EY has also found that users prefer using digital channels over the old methods when it comes to managing their lives. Millennials are integrating fintech into their lives at a slightly faster rate than generation X. EY expects the adoption rate to increase to 52 percent globally.
Aside from money transfers, payments, and insurance, fintech is impacting other products: savings and investments, financial planning, and borrowing. To break these down more, savings and investments involve the following:
- Peer-to-peer investments
- Crowdfunding platforms
- Spread betting
- Online stockbroking
- Online investment management and advice
- Using peer-to-peer platforms
- Borrowing from lenders that offer short-term loans
Financial planning covers financial planning tools and online platforms that assist with creating budgets.
Everything goes hand in hand because each type of service has an element that is important to an overall financial plan. For example, money transfers and payments can cover online foreign currency exchange, like Ozan does in a simple app; cryptocurrency payments; money transfers through non-banks; and using a mobile phone to pay at the point of sale. Insurance companies are using telematics to reduce car insurance rates, comparison sites are finding the best prices for consumers, and health insurance prices can be activity based.

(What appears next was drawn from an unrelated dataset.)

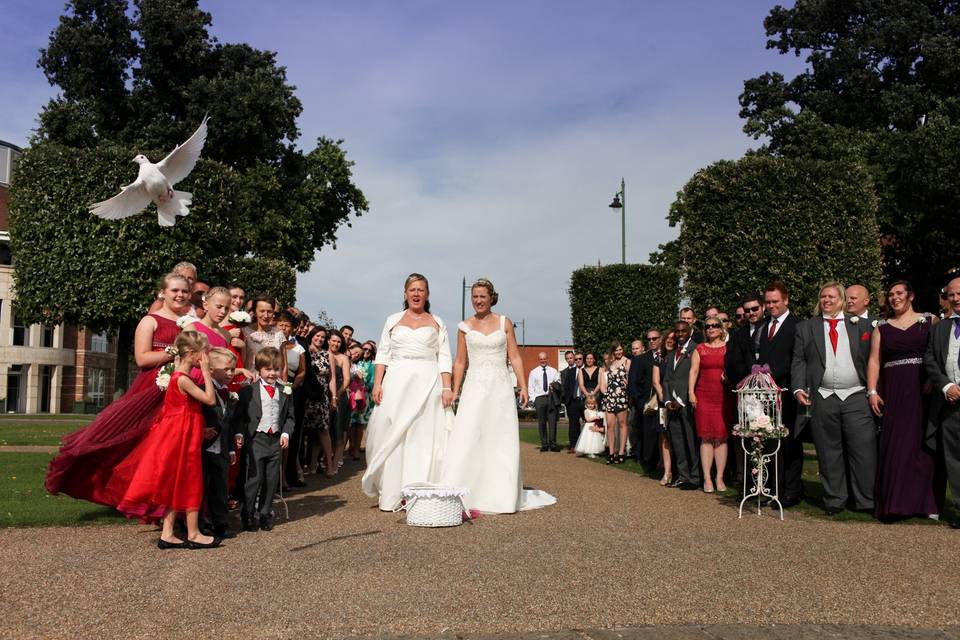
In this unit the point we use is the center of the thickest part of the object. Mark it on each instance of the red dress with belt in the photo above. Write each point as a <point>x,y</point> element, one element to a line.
<point>89,455</point>
<point>165,472</point>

As fintech adoption growth continues, the possibilities for the existing services are vast, but more services will emerge as the adoption rate surpasses 50 percent.
The Rise of Disrupters
As fintech advances, disruptive innovation is happening. Cryptocurrency disrupted the market in a major way. Cryptocurrency, which is based on the blockchain technology that gave birth to Bitcoin, is the perfect example of a disruptive innovation. It has been the subject of controversy since it’s not a physical coin. Instead, it’s digital currency, and people are buying it as a way to invest in the highly secure and widely used blockchain.
Sometimes, a fintech service can disrupt itself in order to challenge itself. Regtech is a good example of this. Regtech is a tech firm that helps services within the financial sector stay in compliance with very strict rules.

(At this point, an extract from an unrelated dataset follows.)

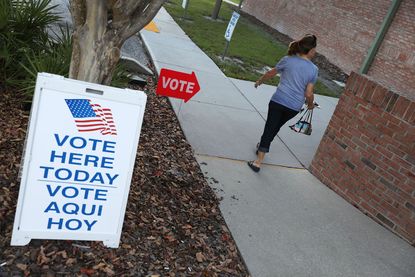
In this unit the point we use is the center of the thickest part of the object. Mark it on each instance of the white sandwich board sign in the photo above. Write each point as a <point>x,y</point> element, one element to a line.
<point>78,161</point>
<point>231,26</point>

Right now, the firm is working to digitize the rules for money laundering in order to reduce the illegal act. Regtech is also working on customer verification processes that can identify financial institution customers to avoid fraud. In other words, fintech is at the helm of creating greater protections for consumers. To achieve this, it is entering the realm of machine learning and artificial intelligence.
Another disruptor is the rise of open banking. The definition of open banking is rather frightening in that it entails the allowance of third parties to use bank data to build services and applications. Those that support open banking state that the ability of app developers to access bank data would allow them to create applications that would give customers better control over their money, allowing them to make better financial decisions.

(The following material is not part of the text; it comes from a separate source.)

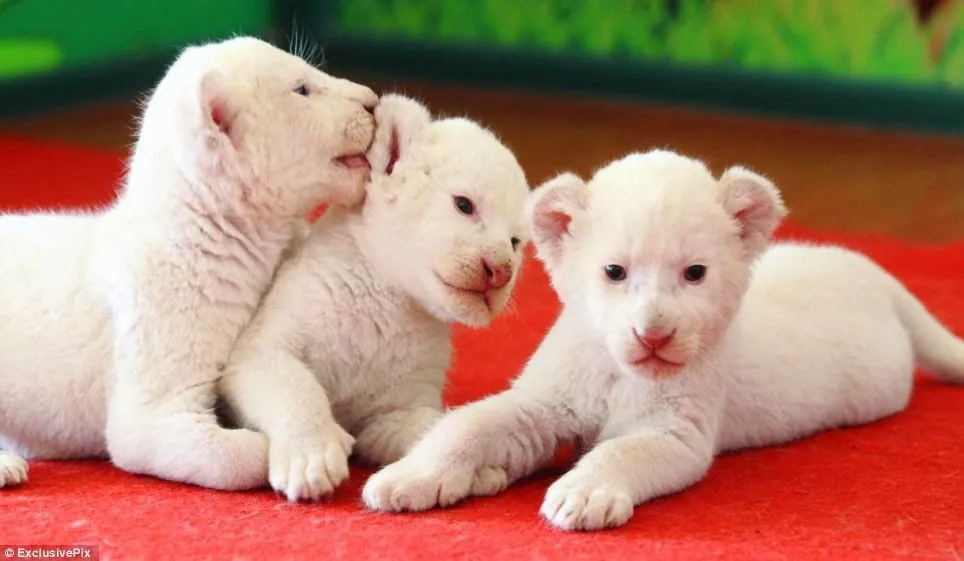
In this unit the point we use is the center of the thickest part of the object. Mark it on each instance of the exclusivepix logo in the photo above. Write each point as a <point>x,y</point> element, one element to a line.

Reaching Out to Underbanked Societies
With so much innovation, it’s difficult to believe that there are areas of the world that don’t have access to fintech, but there are many. That is why fintech companies are working on products that target areas of the world that need access to financial services. Offering financial services is the key to helping impoverished areas of the world fight for a chance to rise up and compete with the developed world.
However, being unbanked or underbanked isn’t just a third world problem. The FDIC says that there are approximately 10 million people in the U.S. that are unbanked or underbanked. This is something else that fintech can help solve. In a way, it has already started with the invention of digital wallets that virtually anyone with an income can acquire.